1270 Bogedone Delight Minor Composed by Andrew M Roberts (32456) 1 2 3 4 5 64253 – s – s 32645 c x a 63245 – 63425 s 24635 s – – 26543 a – 54362 c s – s 25643 a x c 32456 s – s 56234 b – – 23456 – (3) x = 16 Bob; a = 1456 Single; b = 1236 Single; c = 1256 Single; Start at the backstroke snap. Contains the out of course extent and 23 in course leads.
These 4 quarter peals cumulatively contain each change 7 times.
I am not aware of anybody else having thought about this problem before.
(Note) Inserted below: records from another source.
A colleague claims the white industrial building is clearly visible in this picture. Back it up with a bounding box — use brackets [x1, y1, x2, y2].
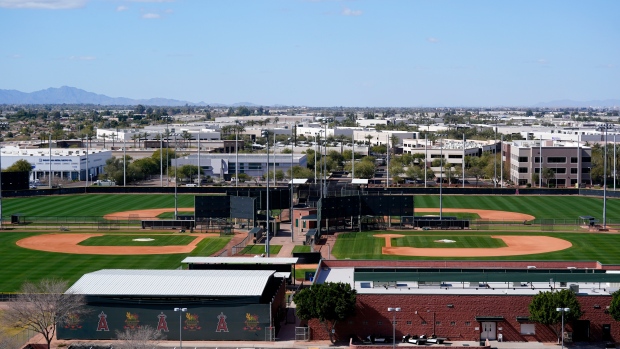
[0, 146, 112, 181]
[171, 154, 307, 178]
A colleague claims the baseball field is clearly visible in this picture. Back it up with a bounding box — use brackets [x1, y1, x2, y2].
[0, 195, 620, 292]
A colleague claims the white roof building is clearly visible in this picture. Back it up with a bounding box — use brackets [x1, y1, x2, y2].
[67, 269, 275, 297]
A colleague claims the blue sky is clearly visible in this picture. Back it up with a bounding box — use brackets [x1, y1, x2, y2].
[0, 0, 620, 107]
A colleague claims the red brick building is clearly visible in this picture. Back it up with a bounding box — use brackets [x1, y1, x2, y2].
[308, 260, 620, 342]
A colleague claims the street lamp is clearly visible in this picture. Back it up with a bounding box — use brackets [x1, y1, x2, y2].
[388, 307, 400, 349]
[555, 308, 570, 349]
[174, 308, 187, 349]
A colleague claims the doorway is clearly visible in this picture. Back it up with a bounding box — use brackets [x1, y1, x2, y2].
[480, 321, 497, 341]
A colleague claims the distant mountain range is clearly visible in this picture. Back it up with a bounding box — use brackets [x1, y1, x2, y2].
[0, 86, 255, 107]
[0, 86, 620, 108]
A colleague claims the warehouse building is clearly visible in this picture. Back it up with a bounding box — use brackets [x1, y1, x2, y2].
[0, 146, 112, 181]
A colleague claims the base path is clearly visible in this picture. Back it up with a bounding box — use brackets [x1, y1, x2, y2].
[374, 234, 573, 257]
[17, 233, 220, 255]
[414, 208, 536, 221]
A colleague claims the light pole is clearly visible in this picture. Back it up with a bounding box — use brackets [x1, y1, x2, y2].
[388, 307, 400, 349]
[261, 130, 275, 257]
[174, 308, 187, 349]
[555, 308, 570, 349]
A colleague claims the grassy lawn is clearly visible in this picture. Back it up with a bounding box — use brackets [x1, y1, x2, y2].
[157, 210, 194, 219]
[2, 194, 620, 221]
[0, 232, 188, 292]
[415, 195, 620, 221]
[240, 245, 282, 257]
[189, 236, 232, 257]
[332, 231, 620, 264]
[293, 245, 312, 253]
[78, 234, 196, 246]
[392, 234, 506, 248]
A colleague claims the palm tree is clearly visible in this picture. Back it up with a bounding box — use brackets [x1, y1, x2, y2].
[364, 135, 372, 156]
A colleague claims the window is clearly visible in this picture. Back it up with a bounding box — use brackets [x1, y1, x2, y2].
[547, 156, 566, 164]
[521, 324, 536, 335]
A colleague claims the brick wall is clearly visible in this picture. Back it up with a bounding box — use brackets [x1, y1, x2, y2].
[309, 294, 620, 342]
It seems plausible that somebody may have rung a plain minor composition that works, either by design or accident but it seems rather unlikely that anybody has in a treble dodging method. Though of course ringing 8 extents satisfies the problem suboptimally. For minimus and singles the problem is trivial, though you perhaps want to ring a 5088 of minimus. This has been done before. For say plain doubles it isn't quite automatic as 42 does not divide by 4, to do it optimally all you need is a true 60 and a true 180 which combine for 240. 3*(BBH) for 180 and 3*F for 60 work for plain bob. It seems plausible that somebody has rung this before.